The phase diagram of $T\bar{T}$-deformed Yang-Mills theory on the sphere

TL;DR

This paper analyzes the phase structure of large-N $T\bar{T}$-deformed 2D Yang-Mills theory on a sphere, revealing a rich phase diagram with phase transitions driven by instanton effects and saddle point collisions.

Contribution

It provides the first detailed phase diagram of $T\bar{T}$-deformed Yang-Mills on the sphere, including the effects of deformation on known transitions and nonperturbative corrections.

Findings

Identification of a third-order phase transition analogous to Douglas-Kazakov transition.

Discovery of a new disordered phase separated by a critical line with a tricritical point.

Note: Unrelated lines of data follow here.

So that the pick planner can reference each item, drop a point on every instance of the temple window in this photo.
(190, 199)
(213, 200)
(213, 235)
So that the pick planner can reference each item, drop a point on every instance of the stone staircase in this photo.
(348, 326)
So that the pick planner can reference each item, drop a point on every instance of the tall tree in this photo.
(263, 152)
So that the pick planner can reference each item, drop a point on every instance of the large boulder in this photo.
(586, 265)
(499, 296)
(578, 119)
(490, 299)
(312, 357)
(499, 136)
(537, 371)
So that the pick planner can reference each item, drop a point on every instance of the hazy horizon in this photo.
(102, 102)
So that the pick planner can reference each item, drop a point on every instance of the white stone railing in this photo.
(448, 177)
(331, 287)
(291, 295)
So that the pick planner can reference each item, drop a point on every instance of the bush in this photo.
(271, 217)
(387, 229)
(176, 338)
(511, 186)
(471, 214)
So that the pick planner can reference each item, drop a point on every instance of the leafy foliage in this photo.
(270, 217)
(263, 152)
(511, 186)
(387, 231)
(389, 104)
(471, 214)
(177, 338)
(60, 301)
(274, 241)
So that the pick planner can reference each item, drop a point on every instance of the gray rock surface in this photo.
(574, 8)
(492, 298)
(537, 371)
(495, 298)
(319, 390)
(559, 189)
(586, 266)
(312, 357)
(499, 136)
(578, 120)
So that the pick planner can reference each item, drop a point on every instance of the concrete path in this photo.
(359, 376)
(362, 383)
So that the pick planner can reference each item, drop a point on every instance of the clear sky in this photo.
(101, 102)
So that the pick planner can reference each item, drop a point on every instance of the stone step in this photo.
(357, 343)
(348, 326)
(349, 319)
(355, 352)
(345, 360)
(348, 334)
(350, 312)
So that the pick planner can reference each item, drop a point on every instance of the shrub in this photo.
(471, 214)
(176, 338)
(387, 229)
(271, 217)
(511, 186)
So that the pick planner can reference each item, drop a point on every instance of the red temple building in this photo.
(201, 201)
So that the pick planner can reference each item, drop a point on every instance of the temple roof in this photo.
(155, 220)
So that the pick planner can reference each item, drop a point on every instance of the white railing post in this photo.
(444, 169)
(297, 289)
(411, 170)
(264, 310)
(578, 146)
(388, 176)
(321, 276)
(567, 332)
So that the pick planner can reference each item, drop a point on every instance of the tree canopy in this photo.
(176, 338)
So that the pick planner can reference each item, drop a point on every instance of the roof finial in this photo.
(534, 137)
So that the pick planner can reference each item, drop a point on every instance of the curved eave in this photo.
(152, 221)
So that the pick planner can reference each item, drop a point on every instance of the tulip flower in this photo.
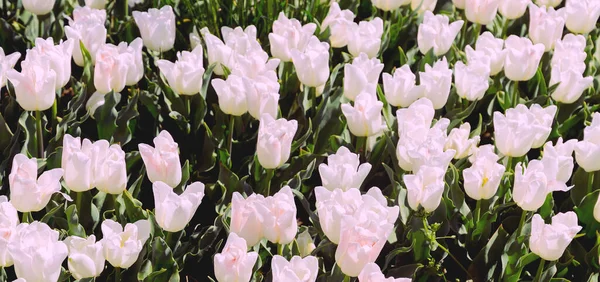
(343, 170)
(340, 23)
(37, 252)
(186, 74)
(28, 192)
(248, 216)
(296, 270)
(38, 7)
(157, 28)
(9, 219)
(587, 151)
(86, 257)
(312, 65)
(425, 188)
(173, 212)
(372, 273)
(364, 118)
(481, 12)
(289, 34)
(522, 58)
(471, 81)
(234, 263)
(7, 62)
(162, 161)
(122, 246)
(361, 75)
(274, 141)
(366, 38)
(549, 241)
(546, 25)
(513, 9)
(400, 89)
(437, 33)
(436, 82)
(482, 179)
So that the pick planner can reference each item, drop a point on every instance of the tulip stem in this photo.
(538, 275)
(40, 134)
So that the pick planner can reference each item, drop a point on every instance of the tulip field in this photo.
(299, 140)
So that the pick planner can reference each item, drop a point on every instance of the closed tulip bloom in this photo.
(275, 141)
(482, 179)
(361, 75)
(481, 11)
(28, 193)
(425, 188)
(162, 160)
(7, 62)
(157, 28)
(312, 65)
(37, 252)
(582, 15)
(546, 25)
(9, 219)
(34, 85)
(587, 151)
(332, 206)
(289, 34)
(248, 216)
(401, 89)
(522, 58)
(364, 118)
(86, 257)
(513, 9)
(185, 75)
(471, 81)
(122, 246)
(296, 270)
(173, 212)
(343, 170)
(234, 263)
(340, 23)
(231, 94)
(436, 82)
(549, 241)
(437, 33)
(366, 38)
(38, 7)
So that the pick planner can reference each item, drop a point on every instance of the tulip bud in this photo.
(185, 75)
(28, 193)
(364, 118)
(86, 257)
(38, 7)
(157, 28)
(481, 12)
(513, 9)
(522, 58)
(123, 246)
(437, 32)
(312, 65)
(173, 212)
(549, 241)
(366, 38)
(274, 141)
(9, 219)
(343, 170)
(234, 263)
(340, 23)
(296, 270)
(361, 75)
(162, 161)
(289, 34)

Analysis of saddle point collisions leading to a second-order phase transition.

Abstract

We study the large-$N$ dynamics of $T\bar{T}$-deformed two-dimensional Yang-Mills theory at genus zero. The 1/$N$-expansion of the free energy is obtained by exploiting the associated flow equation and the complete phase diagram of the theory is derived for both signs of the rescaled deformation parameter $\tau$. We observe a third-order phase transition driven by instanton condensation, which is the deformed version of the familiar Douglas-Kazakov transition separating the weakly-coupled from the strongly-coupled phase. By studying said phases, we compute the deformation of both the perturbative sector and the Gross-Taylor string expansion. Nonperturbative corrections in $\tau$ drive the system into an unexplored disordered phase separated by a novel critical line meeting tangentially the Douglas-Kazakov one at a tricritical point. The associated phase transition is induced by the collision of large-$N$ saddle points, determining its second-order character.